Judge to decide on Cook County soda tax next week

Friday, July 21, 2017 05:19PM
The tax on sugary drinks in Cook County remains on hold Friday.


CHICAGO - The tax on sugary drinks in Cook County remains on hold Friday after a judge said a ruling on whether the county can enforce the tax will be made next week.

Friday, a Cook County judge heard arguments about the ordinance that would force customers to pay a penny per ounce on sweetened drinks.

Cook County has announced layoffs as the cash-strapped county struggles with a $67 million hole from the uncollected sugary drink tax. Some retailers are concerned customers will go across the county line to save money.

Attorneys for the county outlined the tax they say was enacted to promote public health. But attorneys for Illinois Retail Merchants Association question the purpose of the tax and how the regulation is written.

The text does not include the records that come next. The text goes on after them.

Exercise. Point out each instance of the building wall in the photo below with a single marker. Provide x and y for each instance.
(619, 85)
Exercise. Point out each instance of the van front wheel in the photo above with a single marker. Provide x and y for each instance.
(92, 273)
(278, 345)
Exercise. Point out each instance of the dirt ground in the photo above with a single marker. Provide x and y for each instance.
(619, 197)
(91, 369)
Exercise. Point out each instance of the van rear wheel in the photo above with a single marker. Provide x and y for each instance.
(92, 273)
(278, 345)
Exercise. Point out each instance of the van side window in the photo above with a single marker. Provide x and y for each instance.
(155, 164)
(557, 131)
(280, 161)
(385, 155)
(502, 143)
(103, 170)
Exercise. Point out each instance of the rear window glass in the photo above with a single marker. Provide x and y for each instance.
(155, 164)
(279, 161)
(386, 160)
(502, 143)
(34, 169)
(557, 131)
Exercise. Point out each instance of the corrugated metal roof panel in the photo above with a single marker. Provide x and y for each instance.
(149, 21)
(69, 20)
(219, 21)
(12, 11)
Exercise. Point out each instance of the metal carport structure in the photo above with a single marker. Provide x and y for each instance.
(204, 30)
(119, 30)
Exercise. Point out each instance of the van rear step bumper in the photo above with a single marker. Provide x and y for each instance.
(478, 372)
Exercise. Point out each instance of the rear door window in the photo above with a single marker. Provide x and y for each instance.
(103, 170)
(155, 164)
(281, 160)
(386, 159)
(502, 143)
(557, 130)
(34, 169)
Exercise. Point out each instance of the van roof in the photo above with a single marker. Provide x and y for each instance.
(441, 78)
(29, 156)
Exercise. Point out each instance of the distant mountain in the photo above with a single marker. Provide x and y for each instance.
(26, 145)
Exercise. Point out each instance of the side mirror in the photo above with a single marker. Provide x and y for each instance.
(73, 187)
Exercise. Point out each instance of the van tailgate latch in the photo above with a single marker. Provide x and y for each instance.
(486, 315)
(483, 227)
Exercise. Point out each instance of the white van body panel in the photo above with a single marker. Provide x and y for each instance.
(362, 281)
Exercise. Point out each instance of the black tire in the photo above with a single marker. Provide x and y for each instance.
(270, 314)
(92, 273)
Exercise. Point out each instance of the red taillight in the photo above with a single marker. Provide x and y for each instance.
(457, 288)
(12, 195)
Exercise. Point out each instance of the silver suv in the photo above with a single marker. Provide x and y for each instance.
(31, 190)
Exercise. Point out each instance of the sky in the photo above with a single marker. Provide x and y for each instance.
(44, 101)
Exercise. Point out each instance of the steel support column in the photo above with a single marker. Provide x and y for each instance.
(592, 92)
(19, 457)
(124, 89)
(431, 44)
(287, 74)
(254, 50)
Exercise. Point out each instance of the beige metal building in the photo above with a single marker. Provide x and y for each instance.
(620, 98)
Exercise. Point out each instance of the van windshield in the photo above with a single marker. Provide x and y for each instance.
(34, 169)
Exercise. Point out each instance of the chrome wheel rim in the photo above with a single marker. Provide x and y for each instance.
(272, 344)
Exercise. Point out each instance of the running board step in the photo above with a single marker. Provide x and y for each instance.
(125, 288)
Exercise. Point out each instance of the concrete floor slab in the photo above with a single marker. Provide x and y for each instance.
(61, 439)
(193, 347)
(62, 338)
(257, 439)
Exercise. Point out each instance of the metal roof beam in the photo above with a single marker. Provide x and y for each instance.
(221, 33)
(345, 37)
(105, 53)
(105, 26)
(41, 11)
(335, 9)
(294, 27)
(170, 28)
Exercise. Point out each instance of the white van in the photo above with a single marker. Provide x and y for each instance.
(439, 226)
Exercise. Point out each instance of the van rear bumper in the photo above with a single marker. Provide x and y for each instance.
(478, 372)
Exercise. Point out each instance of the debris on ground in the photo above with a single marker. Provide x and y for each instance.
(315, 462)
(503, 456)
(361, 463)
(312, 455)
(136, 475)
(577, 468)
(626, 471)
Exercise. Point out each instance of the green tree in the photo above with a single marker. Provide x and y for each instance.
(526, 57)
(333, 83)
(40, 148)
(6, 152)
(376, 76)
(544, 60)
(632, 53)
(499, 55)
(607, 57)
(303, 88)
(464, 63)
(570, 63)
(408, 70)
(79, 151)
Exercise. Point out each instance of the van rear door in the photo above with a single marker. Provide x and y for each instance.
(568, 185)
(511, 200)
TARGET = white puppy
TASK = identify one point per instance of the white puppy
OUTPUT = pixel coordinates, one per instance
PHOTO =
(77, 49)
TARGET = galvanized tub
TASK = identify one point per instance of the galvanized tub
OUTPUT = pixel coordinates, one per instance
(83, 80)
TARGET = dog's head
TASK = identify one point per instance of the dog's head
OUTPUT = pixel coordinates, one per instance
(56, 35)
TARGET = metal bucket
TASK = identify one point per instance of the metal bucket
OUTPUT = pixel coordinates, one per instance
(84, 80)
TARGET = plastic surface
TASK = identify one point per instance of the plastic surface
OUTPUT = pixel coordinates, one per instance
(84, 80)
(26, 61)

Attorneys for the merchants argued for fairness and used the example of a taxable sweetened coffee drink versus a non-taxable coffee sweetened in the cafe or by the customer.

"If you purchase the same sweetened beverage, a Frappuccino, over the counter, it's not taxed. That's a perfect example and easiest example to explain the violation of the uniformity clause," said David Ruskin, attorney for the Illinois Retail Merchants Association.

"There is clear concern in the merchant community on their viability, particularly in border areas," said Rob Karr of IRMA.

Cook County Commissioner Richard Boykin observed the hearing. He is opposed to the beverage tax and suggests other options.

"I propose putting together a budget working group to actually work with the president's office in terms of coming up with the right-sized kind of reforms and cuts that wouldn't have so much devastation across the county," Boykin said.

Frank Shuftan, the spokesman for Cook County Board President Toni Preckwinkle, issued a statement saying, "We continue to work with our legal team as we await the judge's decision on our motion to dismiss."

The judge said he will rule next Friday. Until then, the temporary restraining order remains in place.